“In a normal market, we’d have taken the lead and syndicated from commercial banks,” said Shahbaz Mavaddat, the IFC’s director for southern Europe. Instead, the IFC, which aims to make new loans of around $300m in Turkey this year, has facilitated a package financed almost entirely by multilaterals.

EBRD is likely to step up plans to invest EUR450m in Turkey by the end of 2010 as it considers expanding to help mitigate the financial crisis, a spokesman said, adding it was also looking at loans to Turkish banks to support small business finance.

Wind power accounts for a minimal part of Turkey’s energy use at present and the 135 MW plant being built by Zorlu’s subsidiary, Rotor Elektrik, will boost output by 35% when it begins operating at the end of 2009, the IFC said.
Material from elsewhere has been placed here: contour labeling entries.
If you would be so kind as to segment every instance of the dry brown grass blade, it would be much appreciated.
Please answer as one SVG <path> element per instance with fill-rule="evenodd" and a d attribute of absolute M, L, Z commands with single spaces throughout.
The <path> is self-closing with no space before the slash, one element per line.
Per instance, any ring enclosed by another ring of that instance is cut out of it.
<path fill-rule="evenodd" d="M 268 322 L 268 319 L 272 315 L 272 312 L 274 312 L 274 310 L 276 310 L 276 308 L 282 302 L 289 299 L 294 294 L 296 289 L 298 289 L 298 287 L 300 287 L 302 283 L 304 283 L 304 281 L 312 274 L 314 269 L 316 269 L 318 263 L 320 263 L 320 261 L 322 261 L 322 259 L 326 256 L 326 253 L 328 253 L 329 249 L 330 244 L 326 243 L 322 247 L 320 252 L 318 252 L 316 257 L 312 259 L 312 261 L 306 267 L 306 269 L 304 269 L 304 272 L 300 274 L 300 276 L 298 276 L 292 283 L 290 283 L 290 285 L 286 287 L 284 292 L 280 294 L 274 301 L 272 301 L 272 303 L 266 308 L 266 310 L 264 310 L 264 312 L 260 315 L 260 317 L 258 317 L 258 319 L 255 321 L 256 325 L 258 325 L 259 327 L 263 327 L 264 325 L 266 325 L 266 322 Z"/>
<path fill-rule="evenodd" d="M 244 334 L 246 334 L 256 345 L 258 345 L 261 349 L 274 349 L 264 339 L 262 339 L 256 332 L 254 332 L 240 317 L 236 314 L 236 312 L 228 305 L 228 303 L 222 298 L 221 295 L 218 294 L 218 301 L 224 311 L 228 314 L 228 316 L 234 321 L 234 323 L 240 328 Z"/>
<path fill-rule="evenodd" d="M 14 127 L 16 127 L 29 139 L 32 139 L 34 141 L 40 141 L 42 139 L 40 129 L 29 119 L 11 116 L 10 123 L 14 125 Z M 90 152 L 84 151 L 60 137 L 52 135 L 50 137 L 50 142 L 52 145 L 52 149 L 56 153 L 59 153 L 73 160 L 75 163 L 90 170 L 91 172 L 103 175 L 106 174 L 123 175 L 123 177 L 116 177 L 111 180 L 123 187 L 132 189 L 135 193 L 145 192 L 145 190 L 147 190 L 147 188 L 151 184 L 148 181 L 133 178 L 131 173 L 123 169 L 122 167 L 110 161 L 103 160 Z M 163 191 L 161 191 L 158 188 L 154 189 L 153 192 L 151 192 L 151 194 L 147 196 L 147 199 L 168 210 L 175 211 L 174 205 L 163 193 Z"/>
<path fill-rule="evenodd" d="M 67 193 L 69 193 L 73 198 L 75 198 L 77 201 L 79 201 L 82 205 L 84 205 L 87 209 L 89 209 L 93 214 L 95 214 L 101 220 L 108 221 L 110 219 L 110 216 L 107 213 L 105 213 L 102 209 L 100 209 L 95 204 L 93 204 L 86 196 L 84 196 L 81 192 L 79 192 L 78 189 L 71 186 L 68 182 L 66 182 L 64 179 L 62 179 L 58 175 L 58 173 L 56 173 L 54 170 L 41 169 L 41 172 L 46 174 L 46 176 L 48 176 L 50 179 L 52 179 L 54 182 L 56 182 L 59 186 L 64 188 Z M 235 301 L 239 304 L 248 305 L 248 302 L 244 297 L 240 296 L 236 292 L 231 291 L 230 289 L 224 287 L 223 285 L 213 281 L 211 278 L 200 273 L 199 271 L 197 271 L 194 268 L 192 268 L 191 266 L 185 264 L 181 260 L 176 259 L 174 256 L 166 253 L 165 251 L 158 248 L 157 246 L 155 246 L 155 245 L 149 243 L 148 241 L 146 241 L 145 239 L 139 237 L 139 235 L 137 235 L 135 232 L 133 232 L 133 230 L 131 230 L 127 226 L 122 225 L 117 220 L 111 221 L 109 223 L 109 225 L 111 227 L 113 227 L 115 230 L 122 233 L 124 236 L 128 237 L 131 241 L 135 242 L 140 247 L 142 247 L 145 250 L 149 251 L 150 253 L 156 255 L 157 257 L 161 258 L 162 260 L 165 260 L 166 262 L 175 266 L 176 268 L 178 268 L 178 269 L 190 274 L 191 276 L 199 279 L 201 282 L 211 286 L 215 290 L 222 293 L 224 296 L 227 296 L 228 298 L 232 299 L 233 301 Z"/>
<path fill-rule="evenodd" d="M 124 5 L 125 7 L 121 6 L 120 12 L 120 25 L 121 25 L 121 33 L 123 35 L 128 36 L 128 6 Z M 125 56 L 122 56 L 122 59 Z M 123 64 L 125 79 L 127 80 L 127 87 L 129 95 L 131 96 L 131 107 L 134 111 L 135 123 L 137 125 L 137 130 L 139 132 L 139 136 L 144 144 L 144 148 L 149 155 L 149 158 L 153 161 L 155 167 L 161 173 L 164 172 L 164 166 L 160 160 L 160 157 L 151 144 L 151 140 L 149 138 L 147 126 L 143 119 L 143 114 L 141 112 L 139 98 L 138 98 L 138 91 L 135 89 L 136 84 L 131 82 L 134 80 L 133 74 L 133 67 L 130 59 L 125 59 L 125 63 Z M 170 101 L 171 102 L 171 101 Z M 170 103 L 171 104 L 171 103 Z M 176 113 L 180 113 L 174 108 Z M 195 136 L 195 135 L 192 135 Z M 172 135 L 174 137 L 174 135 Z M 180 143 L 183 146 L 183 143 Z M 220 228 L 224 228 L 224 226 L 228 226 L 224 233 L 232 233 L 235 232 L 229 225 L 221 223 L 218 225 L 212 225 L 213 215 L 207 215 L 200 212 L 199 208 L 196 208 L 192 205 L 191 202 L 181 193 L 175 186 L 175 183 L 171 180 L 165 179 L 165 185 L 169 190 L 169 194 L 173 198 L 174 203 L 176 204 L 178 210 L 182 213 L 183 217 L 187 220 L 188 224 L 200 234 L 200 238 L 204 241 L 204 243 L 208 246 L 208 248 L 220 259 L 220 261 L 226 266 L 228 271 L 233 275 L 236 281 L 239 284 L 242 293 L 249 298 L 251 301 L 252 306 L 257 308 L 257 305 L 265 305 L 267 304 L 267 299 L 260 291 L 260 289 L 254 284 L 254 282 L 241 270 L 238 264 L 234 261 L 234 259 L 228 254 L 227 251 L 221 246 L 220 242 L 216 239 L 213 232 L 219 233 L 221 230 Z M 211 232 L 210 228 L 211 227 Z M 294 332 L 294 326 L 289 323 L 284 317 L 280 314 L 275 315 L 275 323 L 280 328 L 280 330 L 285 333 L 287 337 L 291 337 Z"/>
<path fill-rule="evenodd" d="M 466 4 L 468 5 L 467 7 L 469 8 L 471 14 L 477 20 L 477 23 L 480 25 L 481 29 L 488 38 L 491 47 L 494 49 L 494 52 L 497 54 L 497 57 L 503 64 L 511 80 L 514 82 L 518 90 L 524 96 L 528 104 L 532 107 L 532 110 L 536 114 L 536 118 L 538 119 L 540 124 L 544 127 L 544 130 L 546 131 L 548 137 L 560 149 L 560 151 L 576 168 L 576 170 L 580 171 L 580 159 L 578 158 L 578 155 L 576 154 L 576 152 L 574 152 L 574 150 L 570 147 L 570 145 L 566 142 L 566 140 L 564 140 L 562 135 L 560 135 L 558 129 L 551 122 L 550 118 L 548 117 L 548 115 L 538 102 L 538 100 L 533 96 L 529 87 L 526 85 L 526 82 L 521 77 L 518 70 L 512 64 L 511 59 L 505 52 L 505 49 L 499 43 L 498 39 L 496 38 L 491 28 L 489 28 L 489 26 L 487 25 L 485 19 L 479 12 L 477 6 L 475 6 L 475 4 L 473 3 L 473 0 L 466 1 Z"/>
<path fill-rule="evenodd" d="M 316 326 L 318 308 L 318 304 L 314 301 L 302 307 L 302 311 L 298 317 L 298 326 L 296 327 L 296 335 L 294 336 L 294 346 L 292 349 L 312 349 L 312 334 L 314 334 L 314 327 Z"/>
“We are very ambitious in renewable energy projects, which will play an extremely important role in our country’s future,” said Murat Sungur Bursa, chief executive of Zorlu Energy Group.

The World Bank said last year it planned “substantial” financing for the Turkish energy sector, and Mr Mavaddat, who has just finalised two similar energy sector deals in Albania, said the package could help mobilise other investors.

But Mehmet Sami, a director at Ata Invest in Istanbul, said there was little sign of commercial lending for infrastructure unfreezing. “Increasingly people are turning to multilaterals. For the time being, these institutions are going to be an independent lifeline to industry,” he said.